Not in 2020. At least not until a global pandemic constantly changed all perspectives on numerous things.

“Before this virus started impacting our country, we were preparing to have the best football season we've had in a long time at the University of Illinois,” Smith said triumphantly in March. “Yes, building off of a bowl season, but also building off 15 starters that had their first action years ago that are now seniors. (The) optimism (is) based on just what has happened in our eight-week offseason program.”

The first month of the season with opponents such as Illinois State, Bowling Green and Connecticut was supposed to be grooved toward the Illini’s first 3-0 start since 2011 and only the third 3-0 start since 2001. “Optimism” as Smith put it was warranted. Then, Illinois was to open up Big Ten Conference play with Rutgers on Oct. 3. The Illini were likely to be favored in all of those first four games and the last Illinois won four games in a row to start a season was 2011 when they started 6-0 but lost their final six regular season games resulting in the firing of then-head coach Ron Zook. See, not even getting out fast results in anything but a bummer for Illini football. Before 2011, the last time Illinois started 4-0 in a season was 1951 when they ended up in the Rose Bowl.

By playing only conference games, Illinois is highly unlikely to have the similar jumpstart to its 2020 campaign, assuming that the season even gets played. And judging by the tone of both the Big Ten’s and Illinois’ media releases, the prospects of football being played in the fall becomes a more remote possibility by the minute, hour and day.

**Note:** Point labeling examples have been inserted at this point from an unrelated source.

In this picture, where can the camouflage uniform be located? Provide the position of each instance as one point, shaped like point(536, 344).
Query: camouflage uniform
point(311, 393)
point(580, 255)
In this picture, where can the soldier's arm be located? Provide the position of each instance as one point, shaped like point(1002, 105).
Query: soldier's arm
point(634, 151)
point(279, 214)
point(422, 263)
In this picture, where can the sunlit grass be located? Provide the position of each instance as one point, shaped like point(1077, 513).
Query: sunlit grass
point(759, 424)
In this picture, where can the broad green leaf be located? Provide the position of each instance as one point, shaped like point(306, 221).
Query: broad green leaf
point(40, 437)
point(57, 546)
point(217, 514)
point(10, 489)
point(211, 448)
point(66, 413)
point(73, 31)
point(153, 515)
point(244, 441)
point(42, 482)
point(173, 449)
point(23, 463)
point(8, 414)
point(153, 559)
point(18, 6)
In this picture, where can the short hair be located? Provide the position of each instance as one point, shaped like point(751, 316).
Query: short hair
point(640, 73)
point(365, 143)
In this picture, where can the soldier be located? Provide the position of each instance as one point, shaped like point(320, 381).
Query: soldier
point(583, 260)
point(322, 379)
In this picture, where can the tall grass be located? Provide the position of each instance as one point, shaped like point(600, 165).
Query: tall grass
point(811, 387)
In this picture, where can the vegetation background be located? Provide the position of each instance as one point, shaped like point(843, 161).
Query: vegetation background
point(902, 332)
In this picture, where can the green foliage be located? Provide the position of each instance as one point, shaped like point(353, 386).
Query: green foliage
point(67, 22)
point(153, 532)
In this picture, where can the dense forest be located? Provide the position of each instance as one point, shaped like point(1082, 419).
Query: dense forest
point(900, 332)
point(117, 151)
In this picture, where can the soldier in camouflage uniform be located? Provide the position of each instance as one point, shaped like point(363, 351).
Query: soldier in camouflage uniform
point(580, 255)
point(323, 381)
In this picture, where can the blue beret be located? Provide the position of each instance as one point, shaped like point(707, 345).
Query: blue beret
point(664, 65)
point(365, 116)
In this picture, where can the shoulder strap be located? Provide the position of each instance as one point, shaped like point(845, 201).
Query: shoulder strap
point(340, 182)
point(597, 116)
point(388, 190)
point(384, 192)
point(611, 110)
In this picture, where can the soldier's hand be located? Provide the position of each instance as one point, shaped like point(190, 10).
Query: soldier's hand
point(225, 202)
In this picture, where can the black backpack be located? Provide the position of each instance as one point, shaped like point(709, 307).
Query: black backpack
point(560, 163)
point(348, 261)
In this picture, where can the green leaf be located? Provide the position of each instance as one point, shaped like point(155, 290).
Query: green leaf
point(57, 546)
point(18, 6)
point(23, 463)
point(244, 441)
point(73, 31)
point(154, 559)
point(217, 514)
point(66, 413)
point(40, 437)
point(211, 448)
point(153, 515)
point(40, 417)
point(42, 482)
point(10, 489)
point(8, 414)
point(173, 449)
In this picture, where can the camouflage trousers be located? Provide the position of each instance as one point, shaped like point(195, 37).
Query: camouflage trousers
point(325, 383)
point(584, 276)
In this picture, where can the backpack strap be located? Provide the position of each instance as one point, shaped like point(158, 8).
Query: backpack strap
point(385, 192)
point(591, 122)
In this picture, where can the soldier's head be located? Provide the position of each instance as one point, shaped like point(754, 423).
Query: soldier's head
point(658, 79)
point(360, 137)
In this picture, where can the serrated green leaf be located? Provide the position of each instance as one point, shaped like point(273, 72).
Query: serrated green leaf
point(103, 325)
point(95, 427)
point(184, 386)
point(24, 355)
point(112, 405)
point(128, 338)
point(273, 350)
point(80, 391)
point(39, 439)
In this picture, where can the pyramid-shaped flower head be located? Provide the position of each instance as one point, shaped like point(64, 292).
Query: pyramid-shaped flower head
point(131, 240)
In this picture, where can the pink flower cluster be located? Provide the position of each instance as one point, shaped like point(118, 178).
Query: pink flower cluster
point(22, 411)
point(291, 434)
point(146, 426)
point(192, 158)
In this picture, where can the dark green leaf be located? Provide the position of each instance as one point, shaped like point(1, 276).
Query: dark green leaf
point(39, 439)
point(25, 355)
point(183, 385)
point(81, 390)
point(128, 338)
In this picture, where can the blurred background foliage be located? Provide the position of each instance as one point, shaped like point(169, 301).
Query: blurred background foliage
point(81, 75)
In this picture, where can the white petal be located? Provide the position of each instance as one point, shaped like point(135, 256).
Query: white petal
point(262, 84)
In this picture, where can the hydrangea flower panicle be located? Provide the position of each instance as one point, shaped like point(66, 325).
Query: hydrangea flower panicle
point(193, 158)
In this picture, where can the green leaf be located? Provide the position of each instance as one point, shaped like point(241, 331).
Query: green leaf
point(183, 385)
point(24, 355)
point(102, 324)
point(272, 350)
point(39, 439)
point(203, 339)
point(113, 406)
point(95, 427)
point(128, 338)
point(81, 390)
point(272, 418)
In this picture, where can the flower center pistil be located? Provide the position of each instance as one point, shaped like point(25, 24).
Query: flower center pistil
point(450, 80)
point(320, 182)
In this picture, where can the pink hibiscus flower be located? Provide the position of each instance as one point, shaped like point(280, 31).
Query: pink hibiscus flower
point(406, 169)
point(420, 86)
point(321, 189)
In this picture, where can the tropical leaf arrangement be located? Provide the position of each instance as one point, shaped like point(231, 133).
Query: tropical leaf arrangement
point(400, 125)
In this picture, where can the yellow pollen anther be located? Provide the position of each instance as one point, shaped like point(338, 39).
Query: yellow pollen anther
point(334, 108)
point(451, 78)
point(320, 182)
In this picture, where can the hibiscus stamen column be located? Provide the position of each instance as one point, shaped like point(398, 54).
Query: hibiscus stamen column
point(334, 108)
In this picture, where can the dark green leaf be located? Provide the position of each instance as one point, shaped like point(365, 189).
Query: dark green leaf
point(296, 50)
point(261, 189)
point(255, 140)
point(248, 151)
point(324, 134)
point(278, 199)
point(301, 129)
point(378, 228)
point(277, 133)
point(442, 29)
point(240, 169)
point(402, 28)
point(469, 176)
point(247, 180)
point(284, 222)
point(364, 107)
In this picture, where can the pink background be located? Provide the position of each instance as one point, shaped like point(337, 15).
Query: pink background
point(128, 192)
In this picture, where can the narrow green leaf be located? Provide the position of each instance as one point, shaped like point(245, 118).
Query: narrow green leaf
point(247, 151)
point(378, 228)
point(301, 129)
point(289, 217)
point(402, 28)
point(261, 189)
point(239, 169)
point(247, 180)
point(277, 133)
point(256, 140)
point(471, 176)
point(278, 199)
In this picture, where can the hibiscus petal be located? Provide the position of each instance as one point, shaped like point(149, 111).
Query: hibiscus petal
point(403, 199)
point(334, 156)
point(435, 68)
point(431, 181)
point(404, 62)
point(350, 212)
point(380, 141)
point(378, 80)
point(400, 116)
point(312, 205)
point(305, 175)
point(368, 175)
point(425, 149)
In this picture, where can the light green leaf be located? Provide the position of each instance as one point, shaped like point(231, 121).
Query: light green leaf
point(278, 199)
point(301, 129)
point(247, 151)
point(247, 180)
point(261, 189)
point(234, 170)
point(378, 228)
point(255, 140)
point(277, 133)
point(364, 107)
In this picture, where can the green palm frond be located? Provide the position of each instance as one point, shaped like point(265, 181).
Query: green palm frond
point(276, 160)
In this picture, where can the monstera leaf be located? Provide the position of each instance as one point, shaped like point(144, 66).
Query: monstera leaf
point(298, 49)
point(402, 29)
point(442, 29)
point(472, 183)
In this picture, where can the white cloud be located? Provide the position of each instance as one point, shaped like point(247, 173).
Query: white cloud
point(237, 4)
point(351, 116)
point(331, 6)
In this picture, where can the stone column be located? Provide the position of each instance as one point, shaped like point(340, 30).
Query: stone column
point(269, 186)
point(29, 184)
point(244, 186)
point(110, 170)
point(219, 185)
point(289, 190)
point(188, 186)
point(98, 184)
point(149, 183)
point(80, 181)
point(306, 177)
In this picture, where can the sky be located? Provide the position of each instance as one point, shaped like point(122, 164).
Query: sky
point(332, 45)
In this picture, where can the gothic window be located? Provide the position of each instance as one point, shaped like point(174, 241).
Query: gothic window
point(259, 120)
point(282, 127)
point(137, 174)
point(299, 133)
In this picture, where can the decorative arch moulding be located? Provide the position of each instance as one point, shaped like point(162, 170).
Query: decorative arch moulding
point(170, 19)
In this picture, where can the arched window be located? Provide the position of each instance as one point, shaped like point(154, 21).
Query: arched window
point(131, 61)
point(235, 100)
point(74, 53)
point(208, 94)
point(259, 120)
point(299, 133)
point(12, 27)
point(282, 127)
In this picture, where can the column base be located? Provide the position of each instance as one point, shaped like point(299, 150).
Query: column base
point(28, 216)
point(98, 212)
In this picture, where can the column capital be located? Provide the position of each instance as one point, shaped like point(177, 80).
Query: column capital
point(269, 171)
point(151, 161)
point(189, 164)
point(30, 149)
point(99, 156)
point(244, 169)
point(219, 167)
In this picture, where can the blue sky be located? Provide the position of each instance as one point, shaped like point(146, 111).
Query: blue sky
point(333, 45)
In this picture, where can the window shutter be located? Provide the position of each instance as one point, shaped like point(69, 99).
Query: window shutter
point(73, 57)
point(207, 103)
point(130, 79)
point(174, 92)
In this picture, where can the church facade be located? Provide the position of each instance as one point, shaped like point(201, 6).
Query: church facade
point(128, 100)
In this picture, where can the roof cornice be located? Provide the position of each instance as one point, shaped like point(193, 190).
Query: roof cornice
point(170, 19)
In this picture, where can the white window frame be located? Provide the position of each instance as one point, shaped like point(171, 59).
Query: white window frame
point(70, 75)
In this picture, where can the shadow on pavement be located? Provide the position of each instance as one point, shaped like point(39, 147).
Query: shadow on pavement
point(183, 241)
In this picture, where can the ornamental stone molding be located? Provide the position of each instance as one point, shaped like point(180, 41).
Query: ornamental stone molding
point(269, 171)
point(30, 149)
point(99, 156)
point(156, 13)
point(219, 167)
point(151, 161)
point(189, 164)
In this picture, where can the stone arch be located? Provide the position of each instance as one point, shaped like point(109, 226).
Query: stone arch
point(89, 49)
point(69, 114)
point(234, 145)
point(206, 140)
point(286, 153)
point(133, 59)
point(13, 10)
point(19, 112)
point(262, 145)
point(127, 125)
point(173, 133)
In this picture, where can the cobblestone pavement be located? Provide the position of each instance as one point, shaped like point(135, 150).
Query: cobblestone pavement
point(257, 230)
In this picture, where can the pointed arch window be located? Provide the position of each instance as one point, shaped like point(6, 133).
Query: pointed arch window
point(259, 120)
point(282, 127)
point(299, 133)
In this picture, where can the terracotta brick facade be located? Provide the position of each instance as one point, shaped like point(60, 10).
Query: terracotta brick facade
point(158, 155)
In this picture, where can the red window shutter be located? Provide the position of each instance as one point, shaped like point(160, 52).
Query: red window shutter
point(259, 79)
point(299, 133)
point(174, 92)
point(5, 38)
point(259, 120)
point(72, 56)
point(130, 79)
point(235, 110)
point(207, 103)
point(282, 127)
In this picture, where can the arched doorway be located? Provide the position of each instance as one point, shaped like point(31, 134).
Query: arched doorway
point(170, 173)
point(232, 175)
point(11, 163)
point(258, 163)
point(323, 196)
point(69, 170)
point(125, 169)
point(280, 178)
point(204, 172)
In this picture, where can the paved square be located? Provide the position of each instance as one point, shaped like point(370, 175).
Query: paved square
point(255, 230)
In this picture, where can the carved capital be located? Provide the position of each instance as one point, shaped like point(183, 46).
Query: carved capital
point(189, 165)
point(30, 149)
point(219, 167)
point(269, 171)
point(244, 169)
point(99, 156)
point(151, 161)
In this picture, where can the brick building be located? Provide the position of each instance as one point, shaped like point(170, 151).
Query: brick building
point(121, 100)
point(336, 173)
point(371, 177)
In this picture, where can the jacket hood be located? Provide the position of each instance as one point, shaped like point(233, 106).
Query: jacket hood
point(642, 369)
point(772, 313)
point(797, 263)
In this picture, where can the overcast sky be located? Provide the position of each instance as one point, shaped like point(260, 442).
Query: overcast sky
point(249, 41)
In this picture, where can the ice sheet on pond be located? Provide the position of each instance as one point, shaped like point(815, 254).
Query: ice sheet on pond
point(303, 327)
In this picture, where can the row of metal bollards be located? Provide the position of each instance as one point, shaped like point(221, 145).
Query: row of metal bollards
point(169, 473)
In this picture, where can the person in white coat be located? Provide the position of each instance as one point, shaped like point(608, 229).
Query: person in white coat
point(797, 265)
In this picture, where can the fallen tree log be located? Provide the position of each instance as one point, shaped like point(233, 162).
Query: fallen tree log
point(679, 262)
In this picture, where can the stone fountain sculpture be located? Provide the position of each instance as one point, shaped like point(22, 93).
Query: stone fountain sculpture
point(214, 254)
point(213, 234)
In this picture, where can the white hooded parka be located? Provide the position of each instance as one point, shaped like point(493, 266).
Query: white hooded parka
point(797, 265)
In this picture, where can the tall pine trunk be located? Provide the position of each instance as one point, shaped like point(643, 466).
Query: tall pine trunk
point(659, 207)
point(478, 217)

“Health and safety of our students, coaches and staff, and fans remain the first and foremost priority of both the Big Ten and our University, and as the conference made clear today,” the University of Illinois athletics department statement reads. “We will not hesitate to suspend, delay, or cancel competition should such a decision be dictated by community health concerns.”

By not playing these non-conference games, Illinois has likely angered the athletics directors of all three institutions and guaranteed itself a much more difficult path to the school’s first winning record in a regular season since 2007.

In the ultimate irony, the last time the nation was reeling for the biggest health pandemic forcing an all-conference play football schedule was a 1919 season that resulted in a Big Ten championship and national championship for the Illini.

Just 101 years later, Illinois now sees a global virus pandemic strips their football program of three likely wins they likely were desperate to need in order to consider this 2020 ride, if it ever gets off the ground, a successful journey.